Singer-songwriter Hoyt Axton, who played the role of Brad's mechanic, wrote and sang You Taught Me How to Cry, and Talkin' Lady Mechanic Blues, the second one co-written with guitar maker and musician S.L. Mossman, who cameoed in the film as Mechanic Nº2. Mark Dawson contributed his song The Heart You Break (May Be Your Own). (Note: Not to be confused with Patsy Cline's song of a similar title. The movie's ending credits list Mark Dawson as the author of the words and music, same as does Library of Congress entry nºEU679257 from Catalog of Copyright Entries: Third series. (May 18, 1976), which gives the copyrights (and the copyrights of another six songs of his authorship) to Lady Jane Music, Hoyt Axton's owned label, which released that song in Axton's album Free Sailin. Mark M. Dawson is not to be confused with the others Mark Dawson who have Wikipedia biographies.)

David Carradine wrote and sang Man.

==Release and reception==
Cloud Dancer was first released on January 1, 1980, but had its worldwide premiere in Milwaukee on May 29, 1980.

Reviews and critiques of the movie address its weak and formulaic plot, while praising the cinematography and realistic depiction of the aerobatics discipline.

Leonard Maltin in his Movie Guide gave the film two and a half stars of four, and wrote: "Uneven tale of aerobatic-obsessed Carradine and his relationship with O'Neill. Nice–if too many–flying sequences, hokey melodramatics."

The TV Guide review says: "Although Carradine's quietly anti-heroic ways are intriguing, the filmmakers' main interest is in the never-ending aerial sequences, which are indeed beautiful to watch but fail to advance the plot or embellish the emotional tension with meaning."

Andy Webb from The Movie Scene gave the film three of five stars, and wrote: "(...) "Cloud Dancer" has some of the most spectacular flying cinematography that you end up forgiving it many of its inadequacies because when we are in a plane it blows you away."

Aviation historian Stephen Pendo wrote: "Although the film featured a number of the world's best aerobatic pilots, including Charlie Hillard and Tom Poberezny, a substantial budget, numerous flying sequences, and planes that included a P-51 and a Pitts S-1, the picture was so bad that it never went into wide distribution. Here is a classic example of how good stunt flying cannot save an otherwise poor film."

Justin B. "Jack" Cox, editor-in-chief of Sport Aviation magazine, wrote: "Movie-goers will, of course, instantly recognize the plot. You saw it a hundred times in the glory days of the Old Westerns… the aging sheriff with a reputation as a fast gun, fighting to keep his job from a sharp young deputy as he battles both the bad guys and his girl who wants him to turn in his badge and accept the job as foreman at the Bar X. Cloud Dancer has its hero strapping on a Pitts instead of a six gun… should be great stuff for those of us who grew up (and old) with John Wayne."
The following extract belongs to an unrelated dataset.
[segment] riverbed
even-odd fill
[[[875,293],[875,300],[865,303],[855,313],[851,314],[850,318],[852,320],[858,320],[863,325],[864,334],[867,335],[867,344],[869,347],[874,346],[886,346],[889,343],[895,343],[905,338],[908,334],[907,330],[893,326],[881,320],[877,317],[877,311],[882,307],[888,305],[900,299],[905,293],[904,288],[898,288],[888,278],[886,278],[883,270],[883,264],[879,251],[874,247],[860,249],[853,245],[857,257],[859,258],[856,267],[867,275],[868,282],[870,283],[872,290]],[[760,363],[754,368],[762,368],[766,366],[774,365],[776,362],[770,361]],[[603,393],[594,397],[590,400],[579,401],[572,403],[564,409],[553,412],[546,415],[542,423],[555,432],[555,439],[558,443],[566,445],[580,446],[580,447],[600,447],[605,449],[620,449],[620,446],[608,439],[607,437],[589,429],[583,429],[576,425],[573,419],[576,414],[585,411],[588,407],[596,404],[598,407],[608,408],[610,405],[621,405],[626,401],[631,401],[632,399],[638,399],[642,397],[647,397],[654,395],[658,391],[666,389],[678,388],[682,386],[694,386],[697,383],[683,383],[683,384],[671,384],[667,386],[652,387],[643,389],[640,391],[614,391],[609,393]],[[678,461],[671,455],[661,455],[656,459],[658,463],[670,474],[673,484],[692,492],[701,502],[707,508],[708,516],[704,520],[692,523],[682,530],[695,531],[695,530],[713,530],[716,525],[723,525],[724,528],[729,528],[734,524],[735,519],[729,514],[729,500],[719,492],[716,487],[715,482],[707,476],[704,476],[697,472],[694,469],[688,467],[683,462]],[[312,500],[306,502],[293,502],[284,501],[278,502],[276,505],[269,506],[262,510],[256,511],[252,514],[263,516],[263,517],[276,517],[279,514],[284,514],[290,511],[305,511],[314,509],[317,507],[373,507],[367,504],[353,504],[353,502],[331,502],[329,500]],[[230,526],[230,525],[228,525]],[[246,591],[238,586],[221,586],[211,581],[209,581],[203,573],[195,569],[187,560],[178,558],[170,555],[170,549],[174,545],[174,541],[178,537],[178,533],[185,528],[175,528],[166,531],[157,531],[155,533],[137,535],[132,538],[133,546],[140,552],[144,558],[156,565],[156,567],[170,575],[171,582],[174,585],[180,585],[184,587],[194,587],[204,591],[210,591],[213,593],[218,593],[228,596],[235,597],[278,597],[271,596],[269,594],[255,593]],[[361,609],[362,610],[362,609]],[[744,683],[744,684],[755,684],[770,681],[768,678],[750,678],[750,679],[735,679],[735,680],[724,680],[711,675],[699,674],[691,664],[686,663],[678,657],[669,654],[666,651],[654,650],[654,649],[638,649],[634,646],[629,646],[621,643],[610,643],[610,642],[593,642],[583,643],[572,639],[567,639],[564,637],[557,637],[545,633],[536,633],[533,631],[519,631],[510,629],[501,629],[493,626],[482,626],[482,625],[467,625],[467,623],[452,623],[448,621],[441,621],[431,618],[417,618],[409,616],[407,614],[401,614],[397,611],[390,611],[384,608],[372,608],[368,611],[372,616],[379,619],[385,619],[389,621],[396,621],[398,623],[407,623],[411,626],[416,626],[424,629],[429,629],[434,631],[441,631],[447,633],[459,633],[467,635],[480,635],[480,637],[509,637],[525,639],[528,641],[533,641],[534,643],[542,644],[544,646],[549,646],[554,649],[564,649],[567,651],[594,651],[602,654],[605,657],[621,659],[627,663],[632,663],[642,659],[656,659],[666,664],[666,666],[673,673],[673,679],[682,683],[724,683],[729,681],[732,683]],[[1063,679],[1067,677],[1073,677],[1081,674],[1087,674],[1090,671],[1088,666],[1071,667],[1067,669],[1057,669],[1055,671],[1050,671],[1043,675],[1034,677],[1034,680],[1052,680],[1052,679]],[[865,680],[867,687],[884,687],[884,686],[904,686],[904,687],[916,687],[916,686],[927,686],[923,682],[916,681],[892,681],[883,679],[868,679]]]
Cloud Dancer is well regarded among aviators. (Note: In this model aircraft website forum, aficionados qualify the film as "airplane [porn.]")

Pilot and aviation researcher Simon D. Beck wrote: "A muddled script with a weak narrative is made up for by excellent, innovative aerobatic sequences with a good variety of light aircraft types that capture the art of flying better than most films in this genre."

Executive editor of Flying Magazine Berl Bechner wrote: "There is a movie about to be released that has mediocre acting, a disjointed plot and some of the worst dialogue that you might ever find in a movie theater.

See it anyway.

Cloud Dancer contains flying sequences that are among the most dramatic and exciting you'll ever see on film."

This film continues to inspire people to pursue careers in aerobatics, like Michael Goulian and Elias Corey, and is listed by the specialized public among the films that best depict aviation.

==Home media==
Cloud Dancer was released in VHS tape in 1991 by Starmaker/Anchor Bay, and in Betamax by Prism Entertainment.